Question is :
What are closed connected subgroups of $\mathbb{R}$ and from that deduce what are closed connected subgroups of $\mathbb{R}^n$
What i have done so far is :
Only connected subsets of $\mathbb{R}$ are singletons and intervals..
As i need my connected sets to be closed i need closed intervals (singletons are already closed)
Choose $A=\{a\}$ for $a\neq 0$...
If we want $A$ to be subgroup then we need $\{na : n\in \mathbb{Z}\}\subset A$ which is not possible
Thus, only closed connected singleton is $\{0\}$
Now choose $A=[a,b]\subset \mathbb{R}$.. As $b\in [a,b]$ and if we want this to be subgroup we need $\{nb : n\in \mathbb{Z}\}\subset A$ which is not possible.

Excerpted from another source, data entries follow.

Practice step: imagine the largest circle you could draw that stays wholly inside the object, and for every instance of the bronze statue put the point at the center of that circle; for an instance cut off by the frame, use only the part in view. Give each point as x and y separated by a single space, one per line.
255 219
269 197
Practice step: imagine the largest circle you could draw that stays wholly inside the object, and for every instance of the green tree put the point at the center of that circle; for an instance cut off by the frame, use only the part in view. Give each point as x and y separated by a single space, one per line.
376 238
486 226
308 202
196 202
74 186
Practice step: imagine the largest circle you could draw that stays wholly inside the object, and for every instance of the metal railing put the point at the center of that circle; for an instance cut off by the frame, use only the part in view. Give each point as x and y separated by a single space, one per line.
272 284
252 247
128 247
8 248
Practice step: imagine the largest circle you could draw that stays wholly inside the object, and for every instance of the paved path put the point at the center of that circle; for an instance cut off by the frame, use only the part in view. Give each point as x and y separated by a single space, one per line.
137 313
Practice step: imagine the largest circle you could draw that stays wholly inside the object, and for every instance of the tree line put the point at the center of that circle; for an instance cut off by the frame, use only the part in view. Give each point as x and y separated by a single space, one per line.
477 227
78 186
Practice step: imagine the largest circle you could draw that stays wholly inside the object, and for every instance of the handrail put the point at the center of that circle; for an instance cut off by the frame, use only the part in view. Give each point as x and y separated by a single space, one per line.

Thus there is no bounded closed connected subgroup...
So, only closed connected subgroups of $\mathbb{R}$ are $\{0\}$ and $\mathbb{R}$
I am not very sure about how should i deduce about closed connected subgroups of $\mathbb{R}^n$..
I somehow guess that only such subgroups are $\{0\}$ and $\mathbb{R}^n$ but i am not sure..

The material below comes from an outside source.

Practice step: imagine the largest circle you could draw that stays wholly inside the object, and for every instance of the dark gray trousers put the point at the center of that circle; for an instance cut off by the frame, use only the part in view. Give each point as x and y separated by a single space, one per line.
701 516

I would be thankful if some one can give some hints to workout this..
EDIT :
I have tried to show that this is indeed a subspace..
For $H$ a closed connected subgroup of $\mathbb{R}^n$ Suppose $x,y\in H $ then as $H$ is a subgroup $ax\in H$ and $by\in H$
Then i immediately wanted to write $ax+by\in H$ (hoping that closed and connected implies path connected ) which would imply $H$ is a subspace and everything would go so smoothly as there are only finitely many subspaces..

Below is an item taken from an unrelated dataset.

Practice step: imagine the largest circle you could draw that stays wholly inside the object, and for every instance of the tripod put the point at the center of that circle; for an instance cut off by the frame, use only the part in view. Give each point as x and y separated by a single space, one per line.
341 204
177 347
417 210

But then i realized closed and connected does not imply path connectedness...
I do not know how to proceed.
Perhaps this is an overkill, but you can prove this with Lie theory: The Lie algebra of $\mathbb{R}^n$ is $\mathbb{R}^n$, and the exponent is the identity. If $G$ is a closed connected subgroup then its Lie algebra $\mathfrak{g}$ is a subspace of $\mathbb{R}^n$ and $\exp\mathfrak{g}=\mathfrak{g}$ generates $G$. But $\mathfrak{g}$ is already a subgroup of $\mathbb{R}^n$, so $G=\mathfrak{g}$ and it is a subsapce.